Effective Fatigue Management Begins With Good Communication

May 1, 2002

NEW YORK-Management of anemia-related fatigue begins with good communication, said Patricia Ann Kramer, RN, MSN, AOCN, a San Francisco-based oncology nurse educator and consultant. Speaking at a Cancer Care teleconference, she urged patients to report their fatigue to doctors, describe it on a scale of 0 to 10, and not to feel they are taking up their doctor’s valuable time talking about it. "The squeaky wheel," Ms. Kramer observed, "gets the grease."

NEW YORK—Management of anemia-related fatigue begins with good communication, said Patricia Ann Kramer, RN, MSN, AOCN, a San Francisco-based oncology nurse educator and consultant. Speaking at a Cancer Care teleconference, she urged patients to report their fatigue to doctors, describe it on a scale of 0 to 10, and not to feel they are taking up their doctor’s valuable time talking about it. "The squeaky wheel," Ms. Kramer observed, "gets the grease."

Ms. Kramer said patients should inform themselves about the meaning of hematocrit and hemoglobin levels so that they can ask questions about their blood work. "The more knowledge you have, the more empowered you can be when you talk to your provider," she said.

Fatigue is an individual experience, she said, one affected by age and by cancer diagnosis and treatment. And there are individual energy patterns that lead some to feel more energetic in the morning and others to feel more so in the afternoon or evening, patterns that patients have to recognize to help manage their fatigue, she said.

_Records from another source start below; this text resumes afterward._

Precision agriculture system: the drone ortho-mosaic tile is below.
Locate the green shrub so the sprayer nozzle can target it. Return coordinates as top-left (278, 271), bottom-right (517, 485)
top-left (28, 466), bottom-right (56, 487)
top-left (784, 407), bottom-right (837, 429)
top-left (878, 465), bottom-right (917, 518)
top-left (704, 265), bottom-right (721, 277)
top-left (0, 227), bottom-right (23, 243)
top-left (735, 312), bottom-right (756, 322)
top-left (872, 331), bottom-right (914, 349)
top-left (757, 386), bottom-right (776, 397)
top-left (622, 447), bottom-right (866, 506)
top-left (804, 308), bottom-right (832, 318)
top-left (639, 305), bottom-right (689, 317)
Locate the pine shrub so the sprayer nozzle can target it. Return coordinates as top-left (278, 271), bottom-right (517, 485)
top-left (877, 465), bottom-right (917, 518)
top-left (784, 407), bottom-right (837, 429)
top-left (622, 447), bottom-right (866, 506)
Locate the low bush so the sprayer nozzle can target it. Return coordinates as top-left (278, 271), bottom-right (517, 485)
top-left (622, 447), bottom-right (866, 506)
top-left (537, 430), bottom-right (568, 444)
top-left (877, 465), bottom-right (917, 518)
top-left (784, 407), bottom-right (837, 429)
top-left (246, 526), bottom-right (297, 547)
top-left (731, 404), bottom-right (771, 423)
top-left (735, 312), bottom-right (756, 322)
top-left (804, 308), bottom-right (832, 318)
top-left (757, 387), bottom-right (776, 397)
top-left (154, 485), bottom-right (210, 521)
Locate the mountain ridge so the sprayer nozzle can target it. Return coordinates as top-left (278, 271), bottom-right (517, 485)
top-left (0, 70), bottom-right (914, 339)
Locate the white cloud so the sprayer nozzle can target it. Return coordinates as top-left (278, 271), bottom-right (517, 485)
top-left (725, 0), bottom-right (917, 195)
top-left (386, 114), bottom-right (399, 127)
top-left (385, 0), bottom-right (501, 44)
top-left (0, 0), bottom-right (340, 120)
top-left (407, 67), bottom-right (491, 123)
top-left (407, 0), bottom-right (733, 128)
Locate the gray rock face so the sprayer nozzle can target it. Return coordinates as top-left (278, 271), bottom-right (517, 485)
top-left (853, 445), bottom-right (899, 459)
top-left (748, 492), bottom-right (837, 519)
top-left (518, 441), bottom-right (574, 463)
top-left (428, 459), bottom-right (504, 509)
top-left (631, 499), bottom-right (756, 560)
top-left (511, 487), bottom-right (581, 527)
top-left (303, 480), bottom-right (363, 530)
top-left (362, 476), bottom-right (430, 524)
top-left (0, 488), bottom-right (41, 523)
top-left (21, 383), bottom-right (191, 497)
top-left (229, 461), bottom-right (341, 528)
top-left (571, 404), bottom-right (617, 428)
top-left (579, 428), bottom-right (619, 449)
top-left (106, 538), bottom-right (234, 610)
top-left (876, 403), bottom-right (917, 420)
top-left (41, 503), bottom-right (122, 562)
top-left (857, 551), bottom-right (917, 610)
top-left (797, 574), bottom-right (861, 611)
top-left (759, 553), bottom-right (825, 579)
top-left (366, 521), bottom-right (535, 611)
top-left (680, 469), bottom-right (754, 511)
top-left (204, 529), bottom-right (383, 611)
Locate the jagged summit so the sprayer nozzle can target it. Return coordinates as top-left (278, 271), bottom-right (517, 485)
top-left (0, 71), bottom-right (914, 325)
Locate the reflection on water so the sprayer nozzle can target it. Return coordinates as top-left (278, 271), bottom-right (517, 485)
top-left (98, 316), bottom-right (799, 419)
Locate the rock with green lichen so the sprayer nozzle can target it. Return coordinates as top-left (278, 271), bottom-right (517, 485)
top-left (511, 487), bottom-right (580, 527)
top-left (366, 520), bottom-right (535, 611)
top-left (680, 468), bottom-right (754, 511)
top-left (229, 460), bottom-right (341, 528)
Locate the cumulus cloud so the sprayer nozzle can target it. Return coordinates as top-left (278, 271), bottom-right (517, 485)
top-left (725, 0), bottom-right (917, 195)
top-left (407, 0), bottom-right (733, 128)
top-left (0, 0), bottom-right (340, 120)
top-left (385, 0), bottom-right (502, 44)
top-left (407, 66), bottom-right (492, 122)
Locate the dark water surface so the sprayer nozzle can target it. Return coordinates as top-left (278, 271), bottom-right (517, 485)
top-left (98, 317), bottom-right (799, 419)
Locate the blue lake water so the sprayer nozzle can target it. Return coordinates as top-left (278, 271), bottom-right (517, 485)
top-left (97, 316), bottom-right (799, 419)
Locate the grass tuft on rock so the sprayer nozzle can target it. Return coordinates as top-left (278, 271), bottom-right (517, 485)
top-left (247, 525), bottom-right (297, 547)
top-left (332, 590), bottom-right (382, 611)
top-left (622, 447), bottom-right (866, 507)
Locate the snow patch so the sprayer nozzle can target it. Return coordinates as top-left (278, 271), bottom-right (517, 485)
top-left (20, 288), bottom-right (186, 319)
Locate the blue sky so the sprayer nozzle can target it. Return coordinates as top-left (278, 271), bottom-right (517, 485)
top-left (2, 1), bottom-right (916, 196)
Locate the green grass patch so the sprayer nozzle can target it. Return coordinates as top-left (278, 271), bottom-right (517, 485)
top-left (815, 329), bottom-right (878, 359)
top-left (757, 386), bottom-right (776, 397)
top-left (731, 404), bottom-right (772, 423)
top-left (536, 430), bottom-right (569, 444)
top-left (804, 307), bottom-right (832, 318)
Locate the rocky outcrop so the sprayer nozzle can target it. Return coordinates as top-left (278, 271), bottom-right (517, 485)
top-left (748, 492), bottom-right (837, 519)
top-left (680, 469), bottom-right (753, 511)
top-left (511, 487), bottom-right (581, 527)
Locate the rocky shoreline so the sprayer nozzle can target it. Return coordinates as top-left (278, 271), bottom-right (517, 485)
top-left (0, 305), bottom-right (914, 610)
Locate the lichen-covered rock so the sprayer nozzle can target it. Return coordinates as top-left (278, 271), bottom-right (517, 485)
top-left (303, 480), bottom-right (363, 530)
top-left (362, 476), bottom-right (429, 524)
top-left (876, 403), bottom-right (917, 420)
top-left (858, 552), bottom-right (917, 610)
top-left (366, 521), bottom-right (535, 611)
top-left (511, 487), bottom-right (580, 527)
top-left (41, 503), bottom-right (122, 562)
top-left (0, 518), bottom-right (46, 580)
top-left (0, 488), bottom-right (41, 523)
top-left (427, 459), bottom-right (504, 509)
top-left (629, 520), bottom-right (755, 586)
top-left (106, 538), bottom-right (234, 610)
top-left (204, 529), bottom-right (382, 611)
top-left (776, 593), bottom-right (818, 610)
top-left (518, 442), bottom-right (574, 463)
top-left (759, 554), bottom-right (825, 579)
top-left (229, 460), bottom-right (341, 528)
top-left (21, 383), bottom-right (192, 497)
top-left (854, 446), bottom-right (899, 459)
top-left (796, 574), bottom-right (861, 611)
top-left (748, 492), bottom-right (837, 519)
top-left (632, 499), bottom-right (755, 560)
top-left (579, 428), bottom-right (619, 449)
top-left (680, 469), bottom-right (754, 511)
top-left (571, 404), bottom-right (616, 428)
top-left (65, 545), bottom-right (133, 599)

Minimizing abnormalities and maximizing positives like nutrition, exercise, and sleep are the essence of management, Ms. Kramer explained. Physicians minimize the abnormalities by stimulating red blood cell growth; correcting electrolyte imbalances, thyroid abnormalities and dehydration; or, in the most severe cases, treating with blood transfusions.

Patients can maximize the positives by taking other steps to increase energy and quality of life, Ms. Kramer said. She recommended that patients pace their activities and lighten their schedules; take short naps, but not long ones that may interfere with sleep at night.

Pharmacologic intervention can be appropriate for sleep difficulties, but relaxation techniques and a regular sleep schedule may also overcome sleep problems. Beverages after 7 pm should be avoided to prevent sleep interruption. An exercise regimen, no matter how slight, should be followed, as long as it is approved by a physician. "I don’t mean jumping jacks," Ms. Kramer said. "I mean regular, consistent, physical activity in moderation. Start small."

The diet should include good amounts of complex carbohydrates and proteins, she said. Meals should be small and frequent to sustain energy levels throughout the day, and pantries should be stocked with foods that are both nutritious and easy to prepare.

Stress and depression are often connected with fatigue. Doing enjoyable activities each day can help, Ms. Kramer said. "Give high priority to activities that lift your spirits. Be good to yourself. It’s therapeutic and not just frivolous." Relaxation techniques, meditation, and support groups combat stress and depression as well.